Ini adalah teknologi yang memungkinkan PT Amman Mineral Nusa Tenggara menciptakan ledakan yang terkendali.
Dengannya juga dihasilkan batuan yang lebih mudah diproses dan meningkatkan kepadatan serta konsistensi energi.
Ada pula survei laser scanner, sebuah teknologi yang memastikan setiap ton material bijih ditangani dengan cermat.
Baca Juga: Transformasi Keren Alexis Saelemaekers, dari Pemain B Aja, Kini Jadi Andalan Utama AC Milan
Dengannya PT Amman Mineral Nusa Tenggara meminimalkan kehilangan dan memaksimalkan produktivitas.
Sebuah langkah cerdas dari perusahaan milik anak bangsa ini.
Berikutnya froth crowder yang adalah teknologi untuk meningkatkan laju pengangkutan buih dan penarikan massa.
Dengan pengaplikasian teknologi tersebut oleh PT Amman Mineral Nusa Tenggara, mampu meningkatkan recovery tembaga secara signifikan.

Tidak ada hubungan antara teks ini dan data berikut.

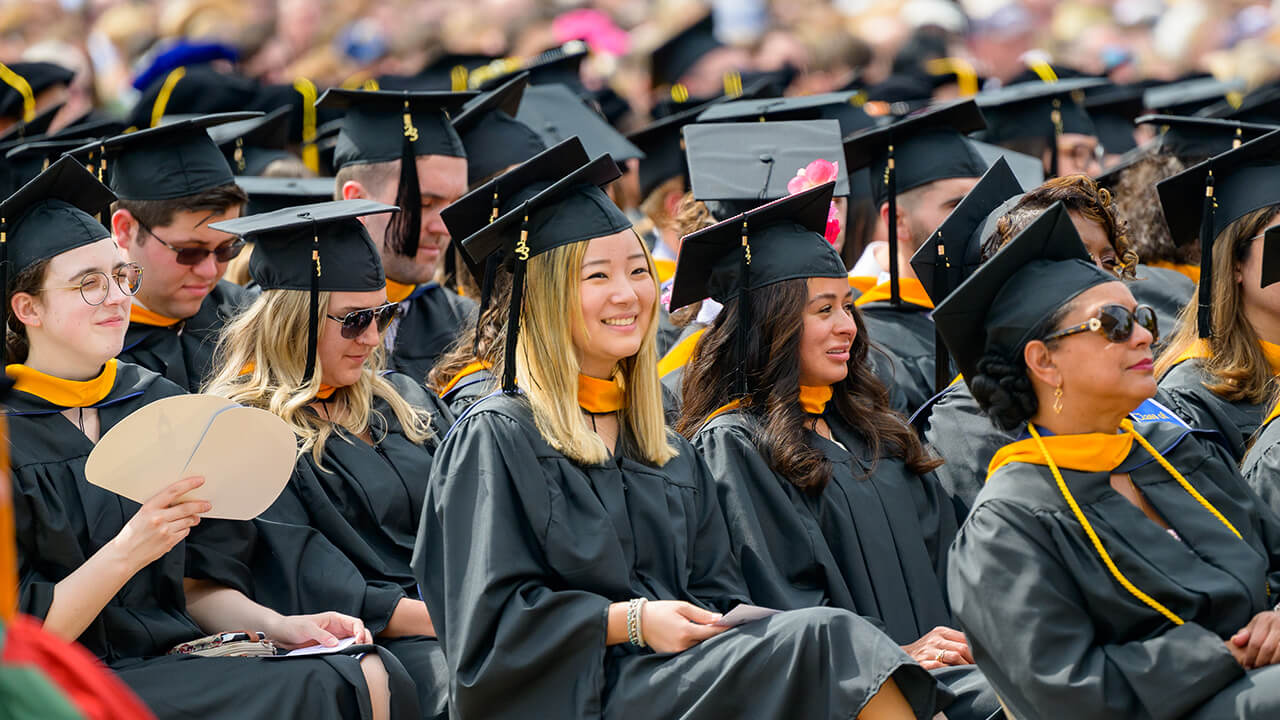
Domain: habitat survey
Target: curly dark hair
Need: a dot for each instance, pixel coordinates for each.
(1002, 387)
(773, 370)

Tak kalah penting teknologi smelter berteknologi tinggi.
Di fasilitas smelter PT Amman Mineral Nusa Tenggara, teknologi double flash smelting digunakan.
Ini untuk memproses konsentrat menjadi katoda tembaga berkualitas tinggi.
Proses ini melibatkan peleburan tembaga dalam dua tahap dengan oksigen dan gas alam.
Dilakukan untuk mendapatkan tembaga dengan kemurnian tinggi.
PT Amman Mineral Nusa Tenggara juga memprioritaskan keselamatan dalam operasionalnya.
Dengan teknologi canggih, pekerja yang kompeten, dan zero harm mindset, perusahaan telah berhasil meningkatkan kinerja keselamatan pertambangan.
Terbukti, Indeks Total Reportable Injury Frequency Rate (TRIFR) PT Amman Mineral Nusa Tenggara mencapai nilai 0,98 per 31 Desember 2024.
Itu menjadikan perusahaan ini salah satu yang terbaik di dunia dalam hal keselamatan pertambangan.
Ya, di dunia, bukan hanya salah satu yang terbaik di Indonesia, tapi di dunia.
Dengan inovasi teknologi dan komitmen keselamatan yang kuat, perusahaan terbukti terus membangun masa depan industri pertambangan Indonesia yang lebih efisien dan berkelanjutan.